After decades of due diligence, it finally happened.
Mom always told me to step on the front of my shoes before putting them on in case a mouse had crawled in there.
Last week, there WAS a mouse in my shoe. It was hiding from the cat.
I screamed. What is it with mice and screaming? It’s a particular type of scream, more like a shriek. It gives me a sore throat.
We’ve always had a cat or two in the house and while it is an advantage from a mouse control standpoint, it does have its downsides.
Like sometimes a mouse might take refuge from the cat by running behind the refrigerator and be so afraid that it crawls into some crevice in the appliance and trembles there for however long it takes for it to die, but you don’t know it’s there until it starts to smell — a distinctive odor that is hard to track down — and when you finally pull the refrigerator away from the wall — it’s always filthy back there — you have to get down on all fours to see the little crevice where you find the dead mouse.
When I say “you,” I don’t mean “me.” This is tacitly understood as the husband’s task.
(By the way, I refer to the husband as “the husband” because he asked me to.
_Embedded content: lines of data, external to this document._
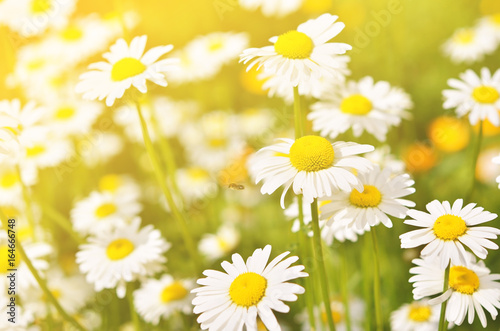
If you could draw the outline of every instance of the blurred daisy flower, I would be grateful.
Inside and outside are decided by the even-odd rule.
[[[493,163],[500,165],[500,155],[493,158]],[[500,176],[497,177],[498,188],[500,188]]]
[[[372,77],[349,81],[335,91],[325,93],[308,115],[313,130],[332,139],[352,128],[355,137],[367,131],[385,141],[389,127],[399,125],[413,106],[402,89],[385,81],[375,83]]]
[[[450,205],[448,201],[434,200],[427,204],[429,213],[412,209],[408,216],[413,219],[405,224],[420,227],[399,236],[401,248],[413,248],[426,245],[421,252],[423,257],[437,258],[442,269],[450,263],[465,264],[467,246],[480,259],[486,258],[488,249],[498,249],[491,239],[496,239],[500,230],[489,226],[475,225],[494,220],[497,215],[475,207],[469,203],[463,207],[463,200],[458,199]],[[475,208],[474,208],[475,207]]]
[[[453,153],[467,147],[470,131],[467,122],[451,116],[439,116],[429,125],[428,135],[439,150]]]
[[[86,235],[125,226],[142,210],[137,198],[136,194],[114,195],[94,191],[71,209],[73,228]]]
[[[48,271],[47,287],[68,314],[75,314],[83,308],[93,294],[92,287],[82,275],[65,276],[59,269]],[[49,301],[40,287],[30,289],[30,295],[23,297],[26,309],[36,317],[45,318],[50,310]]]
[[[283,17],[297,11],[303,0],[238,0],[246,10],[256,10],[261,7],[264,16]]]
[[[378,146],[373,152],[366,153],[365,158],[380,168],[389,168],[393,174],[401,174],[406,168],[404,161],[391,154],[389,145]]]
[[[500,42],[500,13],[483,17],[479,21],[478,26],[480,29],[484,29],[486,33],[494,35],[497,43]]]
[[[21,168],[20,175],[14,165],[0,163],[0,206],[24,207],[22,184],[33,186],[38,176],[32,168]]]
[[[435,331],[440,311],[440,305],[430,305],[427,300],[405,303],[391,313],[391,330]]]
[[[59,135],[81,135],[90,131],[102,113],[102,104],[79,99],[57,100],[46,106],[45,122]]]
[[[49,27],[67,24],[75,10],[75,0],[5,0],[0,18],[23,37],[42,34]]]
[[[469,114],[472,125],[488,119],[493,125],[500,126],[500,70],[493,76],[488,68],[481,69],[478,76],[467,70],[460,74],[460,79],[449,79],[448,85],[453,90],[444,90],[445,109],[455,108],[459,117]]]
[[[257,329],[257,316],[269,330],[281,330],[272,310],[288,313],[290,308],[283,301],[296,301],[304,293],[300,285],[289,280],[307,277],[304,266],[290,265],[298,260],[289,252],[277,256],[269,264],[271,246],[256,249],[245,263],[239,254],[233,254],[233,263],[222,262],[227,273],[205,270],[206,278],[198,279],[203,285],[195,288],[194,313],[201,314],[197,321],[202,330]],[[267,265],[267,266],[266,266]]]
[[[353,188],[349,192],[335,193],[329,197],[331,202],[321,208],[323,217],[328,220],[327,226],[342,222],[362,231],[366,225],[382,223],[391,228],[389,216],[404,218],[407,207],[415,207],[413,201],[402,199],[415,192],[411,187],[415,182],[407,174],[393,175],[388,168],[381,170],[374,166],[369,171],[359,172],[358,178],[363,190]]]
[[[240,243],[240,233],[232,224],[224,224],[217,233],[204,234],[198,244],[199,251],[211,260],[231,253]]]
[[[177,59],[158,59],[173,46],[157,46],[144,53],[146,41],[147,36],[135,37],[128,45],[124,39],[118,39],[110,52],[103,55],[107,62],[93,63],[89,65],[91,71],[80,75],[76,92],[83,93],[84,99],[106,98],[106,105],[112,106],[131,86],[146,93],[146,80],[167,86],[165,73],[176,67]]]
[[[163,254],[170,244],[152,225],[140,229],[141,219],[115,228],[111,232],[98,232],[76,253],[80,271],[97,292],[115,288],[119,298],[125,297],[126,283],[160,271],[166,262]]]
[[[191,313],[193,295],[189,292],[194,281],[176,280],[171,275],[148,279],[134,291],[134,306],[144,321],[158,325],[160,318],[167,319],[176,312]]]
[[[361,331],[363,330],[363,320],[365,317],[365,303],[363,300],[353,297],[349,298],[349,320],[350,326],[347,328],[347,316],[344,309],[344,303],[340,300],[333,300],[330,302],[331,314],[333,317],[333,321],[335,322],[335,330],[338,331]],[[315,317],[315,325],[325,325],[327,323],[327,315],[323,306],[321,307],[313,307],[314,317]],[[301,314],[297,316],[299,320],[303,320],[302,322],[302,331],[312,331],[316,330],[315,327],[311,327],[309,324],[309,318],[307,317],[307,313]]]
[[[341,141],[332,144],[319,136],[280,140],[261,149],[273,154],[264,154],[253,167],[257,173],[256,183],[264,182],[262,194],[271,194],[285,185],[281,195],[283,209],[286,192],[292,184],[295,194],[302,194],[308,203],[331,196],[337,190],[351,191],[355,187],[363,191],[363,185],[351,169],[366,171],[372,166],[370,161],[355,155],[371,152],[373,146]]]
[[[440,266],[439,260],[431,256],[412,261],[416,267],[410,269],[413,274],[410,283],[413,283],[413,296],[415,300],[423,297],[440,294],[429,300],[431,305],[439,305],[448,301],[445,318],[448,322],[461,325],[468,315],[468,323],[474,322],[477,314],[481,325],[486,328],[486,309],[493,319],[498,315],[500,308],[500,279],[499,274],[490,274],[483,261],[476,263],[472,254],[467,253],[464,264],[451,264],[448,289],[443,292],[445,270]]]
[[[336,55],[352,49],[344,43],[328,43],[342,31],[345,24],[336,22],[338,16],[323,14],[269,39],[274,45],[249,48],[243,51],[241,62],[248,70],[261,66],[270,76],[290,82],[292,86],[308,85],[311,79],[339,75]]]
[[[362,235],[365,230],[369,231],[370,228],[366,227],[363,230],[357,230],[355,228],[347,227],[345,222],[333,222],[329,226],[326,226],[326,220],[324,219],[324,215],[321,212],[321,209],[324,205],[330,203],[330,200],[320,200],[318,202],[318,216],[319,216],[319,227],[321,229],[321,238],[325,241],[327,245],[331,245],[333,240],[336,239],[340,242],[344,242],[346,240],[357,241],[358,235]],[[293,199],[293,203],[288,206],[284,212],[285,216],[293,221],[292,224],[292,232],[296,233],[300,231],[300,221],[299,221],[299,203],[297,197]],[[312,222],[311,215],[311,204],[302,200],[302,217],[304,220],[304,225],[307,227],[308,232],[307,235],[309,237],[313,236],[312,228],[310,224]]]
[[[127,196],[130,199],[139,199],[141,188],[137,182],[126,174],[107,174],[99,178],[99,191],[102,193],[110,193],[116,196]]]
[[[123,138],[116,133],[91,131],[89,140],[78,141],[83,161],[89,167],[108,162],[123,150]]]
[[[443,44],[443,52],[455,63],[473,63],[493,53],[497,45],[495,35],[488,29],[461,28]]]
[[[29,101],[23,106],[19,99],[0,101],[0,115],[3,119],[9,118],[9,121],[3,122],[2,127],[10,128],[16,135],[20,135],[28,128],[42,125],[45,114],[44,107],[37,106],[34,101]]]

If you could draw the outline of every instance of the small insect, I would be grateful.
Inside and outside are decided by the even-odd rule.
[[[241,191],[245,189],[245,186],[241,184],[231,183],[228,185],[228,188],[230,188],[231,190]]]

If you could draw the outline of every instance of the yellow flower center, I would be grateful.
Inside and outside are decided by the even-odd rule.
[[[443,215],[436,219],[433,229],[441,240],[456,240],[467,231],[467,224],[460,216]]]
[[[366,115],[372,108],[372,102],[361,94],[350,95],[340,104],[340,110],[343,113],[352,115]]]
[[[457,32],[454,39],[458,44],[470,44],[474,40],[474,31],[472,31],[471,29],[461,30]]]
[[[497,13],[497,14],[491,15],[490,21],[491,21],[494,25],[500,25],[500,13]]]
[[[360,208],[377,207],[380,201],[382,201],[380,191],[373,185],[364,185],[363,187],[363,192],[359,192],[356,189],[352,190],[349,196],[351,204]]]
[[[61,32],[61,38],[66,41],[80,40],[83,36],[83,31],[79,27],[72,25],[68,26]]]
[[[97,218],[105,218],[116,212],[116,206],[113,203],[103,203],[95,210]]]
[[[56,111],[55,117],[58,120],[67,120],[75,115],[76,111],[73,107],[65,106]]]
[[[41,69],[46,63],[47,61],[44,58],[33,59],[31,61],[28,61],[28,63],[26,63],[26,68],[29,71],[35,71]]]
[[[126,258],[134,251],[134,244],[125,238],[112,241],[106,248],[106,255],[110,260],[116,261]]]
[[[304,136],[290,147],[290,162],[299,171],[314,172],[331,167],[335,152],[323,137]]]
[[[299,31],[288,31],[278,37],[274,43],[276,53],[289,59],[307,59],[314,48],[311,38]]]
[[[224,46],[222,38],[213,38],[208,42],[208,50],[210,52],[217,52]]]
[[[419,304],[412,304],[410,306],[410,312],[408,313],[408,318],[415,322],[426,322],[432,315],[432,310],[429,306],[422,306]]]
[[[11,188],[19,183],[19,176],[15,172],[7,172],[0,178],[0,186],[2,188]]]
[[[204,181],[208,177],[208,172],[203,168],[189,168],[187,173],[189,178],[198,182]]]
[[[188,295],[188,291],[181,282],[173,282],[165,286],[161,291],[161,302],[168,303],[175,300],[180,300]]]
[[[146,66],[133,57],[124,57],[113,64],[111,69],[111,79],[115,82],[134,77],[146,70]]]
[[[115,192],[120,185],[122,184],[122,180],[120,176],[115,175],[115,174],[109,174],[103,176],[99,180],[99,190],[101,191],[106,191],[106,192]]]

When I began writing this column many moons ago, he was a manufacturing supervisor and my use of his name was, at times, depending on sensitivity of the topic, a source of embarrassment. He was a fan of Henny Youngman, a comedian who referred to his wife as “the wife.” So there you have it.)
The cat would be a more effective mouser if she just killed the mouse quickly. But no, she has to torture the poor thing, wounding it and terrorizing it.
That’s the definition of cat-and-mouse games: “behavior like that of a cat with a mouse: such as, a: the act of toying with or tormenting something before destroying it; b: a contrived action involving constant pursuit, near captures, and repeated escapes.”
As for us humans living out here in the country, battling mice is a fact of life.
A woman recently told me that she’s learned to co-exist with the mice. But I don’t like finding mouse poop among my silverware, in my pots and pans or on the counters where I prepare food.
Years ago, in a little-used bottom drawer of my dresser, I found that a shimmery shirt had been chewed up by a mouse. My bedroom is upstairs and I’d never heard it in there. I plugged up any possible access to my dresser with aluminum foil.
Supposedly, mice hate aluminum foil. But that whole story about just having a cat in the house will keep the mice away? Not true.
Years ago, a co-worker told me to set mouse poison in the basement. We did that for years and saw nary a mouse.
It worked until it didn’t. At some point, the mice began feasting on the little green pellets. So we tried another brand containing a different poison. They liked that one even better.
Then we resorted to good old-fashioned mouse traps. When I say “we,” I mean the husband. He discovered that peanut butter is a more effective lure than cheese.
Sure enough, for the first week or so after setting out the traps, there’s a steady sound of snaps and subsequent removal of dead bodies.
However, if you, dear reader, can suggest a more efficient method of mouse control, please let me know.